The rest areas in NV are not much to speak about. The McDonalds ones, and the motel ones, they are more of tourist spots (a.k.a. trap). The true "rest areas" that I know of, are along the freeway, and were just restrooms, water fountains, and a few picnic tables. With parking on one side for trucks and one side for cars. 

I also remember rest areas not being very safe places after dark.....not somewhere as an average traveler, I would want to spend the night anymore. When I went to Houston TX as a teenager, I lived in a rest area just outside of town for almost three weeks. Very different place after dark.


----------



## WaltP (Jan 21, 2013)

Now you guys got me interested in creating a 1960's style rest stop TTrak module. The ones where they put a building over a hole in the ground. 

Just can't seem to find many pix from before the 'modern' days.


----------



## ShaderMike (Jan 23, 2016)

WaltP said:


> Just can't seem to find many pix from before the 'modern' days.


It may not be easy or efficient, but you could peek through the Library of Congress' Flickr offerings to see if there's anything you can use.

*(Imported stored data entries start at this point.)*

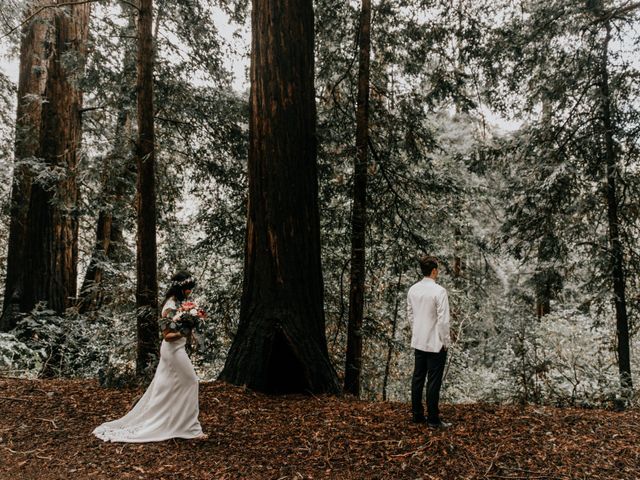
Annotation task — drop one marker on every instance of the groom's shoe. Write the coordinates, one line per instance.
(439, 424)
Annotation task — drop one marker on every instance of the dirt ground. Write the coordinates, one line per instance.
(45, 433)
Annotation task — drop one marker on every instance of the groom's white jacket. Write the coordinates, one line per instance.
(428, 314)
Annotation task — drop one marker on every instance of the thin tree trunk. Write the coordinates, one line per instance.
(51, 246)
(34, 65)
(617, 253)
(353, 362)
(109, 232)
(281, 343)
(394, 327)
(146, 249)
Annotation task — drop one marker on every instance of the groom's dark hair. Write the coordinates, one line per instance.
(427, 264)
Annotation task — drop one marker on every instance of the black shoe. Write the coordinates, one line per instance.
(438, 424)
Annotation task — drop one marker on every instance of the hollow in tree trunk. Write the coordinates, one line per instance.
(280, 345)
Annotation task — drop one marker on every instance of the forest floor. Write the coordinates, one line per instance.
(45, 430)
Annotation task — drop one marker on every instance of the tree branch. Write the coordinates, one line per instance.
(57, 5)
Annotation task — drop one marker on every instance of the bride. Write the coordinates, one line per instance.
(169, 407)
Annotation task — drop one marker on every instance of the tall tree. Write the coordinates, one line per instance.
(569, 196)
(613, 217)
(353, 362)
(146, 247)
(51, 244)
(115, 172)
(280, 345)
(34, 60)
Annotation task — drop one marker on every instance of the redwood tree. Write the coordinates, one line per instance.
(51, 241)
(117, 168)
(353, 363)
(280, 345)
(146, 249)
(613, 217)
(34, 60)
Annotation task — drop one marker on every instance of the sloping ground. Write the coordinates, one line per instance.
(45, 427)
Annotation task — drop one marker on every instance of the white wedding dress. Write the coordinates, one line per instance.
(168, 409)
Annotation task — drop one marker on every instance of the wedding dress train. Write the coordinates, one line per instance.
(168, 409)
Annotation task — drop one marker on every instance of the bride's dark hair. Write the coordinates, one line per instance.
(181, 281)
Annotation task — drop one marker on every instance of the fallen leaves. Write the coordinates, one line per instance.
(47, 435)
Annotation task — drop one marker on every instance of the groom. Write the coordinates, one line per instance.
(428, 313)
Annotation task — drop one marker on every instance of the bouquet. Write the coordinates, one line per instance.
(187, 318)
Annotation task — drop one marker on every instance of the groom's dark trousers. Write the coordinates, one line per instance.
(429, 366)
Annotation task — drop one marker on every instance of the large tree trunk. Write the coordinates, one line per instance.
(146, 249)
(353, 362)
(109, 230)
(34, 61)
(615, 243)
(280, 345)
(51, 245)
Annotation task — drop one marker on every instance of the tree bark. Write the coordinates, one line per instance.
(353, 362)
(146, 248)
(109, 231)
(51, 245)
(394, 328)
(281, 345)
(615, 242)
(34, 65)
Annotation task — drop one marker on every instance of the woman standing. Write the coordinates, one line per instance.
(169, 408)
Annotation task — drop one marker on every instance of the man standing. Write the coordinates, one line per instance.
(428, 314)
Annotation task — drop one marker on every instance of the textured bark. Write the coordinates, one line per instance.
(109, 230)
(394, 328)
(615, 242)
(108, 236)
(280, 345)
(353, 362)
(34, 60)
(146, 248)
(51, 245)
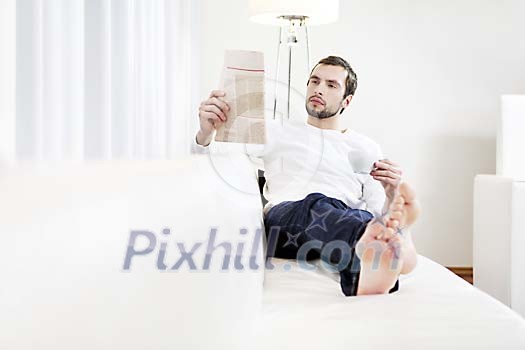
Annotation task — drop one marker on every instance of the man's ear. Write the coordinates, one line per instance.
(346, 101)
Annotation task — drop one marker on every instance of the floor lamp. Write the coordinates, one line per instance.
(290, 16)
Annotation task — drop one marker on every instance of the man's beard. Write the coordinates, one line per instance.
(324, 114)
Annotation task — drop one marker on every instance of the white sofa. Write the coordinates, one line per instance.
(65, 233)
(499, 239)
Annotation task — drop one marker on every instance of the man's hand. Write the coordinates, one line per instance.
(212, 113)
(389, 174)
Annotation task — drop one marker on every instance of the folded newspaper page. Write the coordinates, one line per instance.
(242, 79)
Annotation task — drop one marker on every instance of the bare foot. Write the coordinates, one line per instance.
(382, 251)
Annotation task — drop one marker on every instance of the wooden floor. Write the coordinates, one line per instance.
(464, 272)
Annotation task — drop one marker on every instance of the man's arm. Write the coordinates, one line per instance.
(212, 114)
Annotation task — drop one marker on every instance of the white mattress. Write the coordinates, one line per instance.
(434, 309)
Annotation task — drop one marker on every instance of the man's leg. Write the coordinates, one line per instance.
(383, 250)
(323, 220)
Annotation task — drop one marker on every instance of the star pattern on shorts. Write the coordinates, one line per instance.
(292, 239)
(319, 217)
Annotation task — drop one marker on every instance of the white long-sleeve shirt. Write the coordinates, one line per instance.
(299, 159)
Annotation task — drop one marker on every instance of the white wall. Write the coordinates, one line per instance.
(7, 78)
(430, 76)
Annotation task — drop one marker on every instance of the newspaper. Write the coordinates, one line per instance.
(242, 79)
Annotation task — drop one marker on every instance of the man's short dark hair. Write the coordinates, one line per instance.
(351, 78)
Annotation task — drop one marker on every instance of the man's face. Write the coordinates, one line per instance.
(325, 91)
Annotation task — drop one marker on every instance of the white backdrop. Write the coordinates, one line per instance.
(104, 79)
(430, 78)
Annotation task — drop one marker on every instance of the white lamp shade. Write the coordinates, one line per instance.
(317, 11)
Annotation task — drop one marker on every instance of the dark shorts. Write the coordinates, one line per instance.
(319, 227)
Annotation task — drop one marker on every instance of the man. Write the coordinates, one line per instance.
(319, 195)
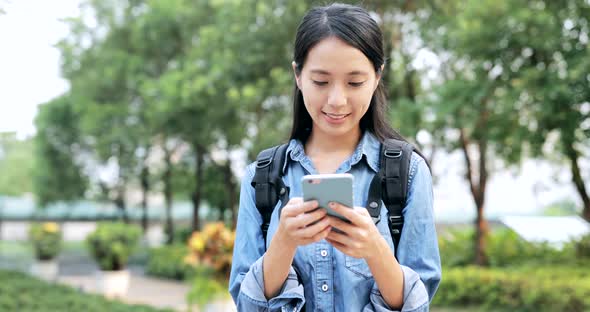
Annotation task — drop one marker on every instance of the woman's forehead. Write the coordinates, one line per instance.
(333, 56)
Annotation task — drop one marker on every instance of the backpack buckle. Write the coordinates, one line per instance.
(376, 219)
(395, 224)
(263, 162)
(392, 153)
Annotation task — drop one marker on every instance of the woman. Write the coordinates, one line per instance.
(338, 126)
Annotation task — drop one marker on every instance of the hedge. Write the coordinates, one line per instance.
(20, 292)
(168, 262)
(550, 288)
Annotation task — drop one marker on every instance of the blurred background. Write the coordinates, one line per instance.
(125, 127)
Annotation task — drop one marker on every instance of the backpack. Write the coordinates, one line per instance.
(390, 184)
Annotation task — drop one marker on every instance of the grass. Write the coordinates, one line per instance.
(20, 292)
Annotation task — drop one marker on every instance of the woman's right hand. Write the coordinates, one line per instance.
(301, 223)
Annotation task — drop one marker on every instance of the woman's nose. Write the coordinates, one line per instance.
(337, 96)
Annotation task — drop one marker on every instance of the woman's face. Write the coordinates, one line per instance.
(337, 82)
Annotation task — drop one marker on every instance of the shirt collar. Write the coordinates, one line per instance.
(369, 147)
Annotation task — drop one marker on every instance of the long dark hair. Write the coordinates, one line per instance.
(354, 26)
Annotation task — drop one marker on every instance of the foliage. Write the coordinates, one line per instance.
(182, 234)
(111, 244)
(46, 238)
(504, 249)
(169, 262)
(16, 165)
(20, 292)
(551, 288)
(57, 174)
(582, 247)
(212, 248)
(206, 287)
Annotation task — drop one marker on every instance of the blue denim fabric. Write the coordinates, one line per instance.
(330, 280)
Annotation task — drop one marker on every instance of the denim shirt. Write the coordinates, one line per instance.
(321, 277)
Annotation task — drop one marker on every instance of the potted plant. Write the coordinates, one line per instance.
(110, 245)
(46, 239)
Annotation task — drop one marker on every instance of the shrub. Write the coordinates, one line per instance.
(111, 244)
(212, 247)
(19, 292)
(182, 234)
(169, 262)
(46, 239)
(582, 247)
(456, 247)
(206, 286)
(503, 248)
(526, 289)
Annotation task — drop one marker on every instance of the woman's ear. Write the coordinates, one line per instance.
(379, 74)
(297, 75)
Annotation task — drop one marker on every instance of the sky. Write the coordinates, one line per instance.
(30, 75)
(29, 62)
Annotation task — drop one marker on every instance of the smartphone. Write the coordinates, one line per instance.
(326, 188)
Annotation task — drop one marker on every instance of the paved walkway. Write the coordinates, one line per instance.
(79, 271)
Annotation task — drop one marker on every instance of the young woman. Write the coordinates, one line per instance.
(338, 126)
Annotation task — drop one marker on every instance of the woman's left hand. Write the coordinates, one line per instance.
(360, 237)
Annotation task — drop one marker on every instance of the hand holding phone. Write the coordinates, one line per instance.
(326, 188)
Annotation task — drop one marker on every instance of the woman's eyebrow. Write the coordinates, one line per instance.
(352, 73)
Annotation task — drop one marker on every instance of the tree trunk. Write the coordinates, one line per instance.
(168, 196)
(122, 205)
(573, 156)
(230, 186)
(478, 192)
(196, 196)
(145, 187)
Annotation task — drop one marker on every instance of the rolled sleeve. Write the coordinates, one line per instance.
(415, 295)
(246, 279)
(290, 297)
(418, 252)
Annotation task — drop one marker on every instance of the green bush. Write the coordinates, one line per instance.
(207, 285)
(182, 234)
(582, 247)
(168, 262)
(111, 244)
(456, 247)
(526, 289)
(503, 248)
(46, 238)
(20, 292)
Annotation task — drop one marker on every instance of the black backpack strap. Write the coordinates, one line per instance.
(391, 185)
(268, 183)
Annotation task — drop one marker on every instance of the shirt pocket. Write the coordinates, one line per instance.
(358, 266)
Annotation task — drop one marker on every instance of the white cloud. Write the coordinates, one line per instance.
(29, 63)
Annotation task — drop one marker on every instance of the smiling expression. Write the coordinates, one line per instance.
(337, 82)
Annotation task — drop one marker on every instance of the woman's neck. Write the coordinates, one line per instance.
(319, 142)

The album view might help a little.


----------



## GNfan (Jun 3, 2016)

*Rest Areas*

To be honest about it, I don't think rest areas came to Washington State before the late 1960's - early 1970's as the I-5 and I-90 corridors were built. A lot of us remember stopping at gas stations, restaurants, and such before then. And as people have mentioned, modern state run Rest Areas from Washington State to Northern California (at least) look like small-town city parks with parking spaces for tractor-trailers and "doggie areas"; but without the playground equipment.


----------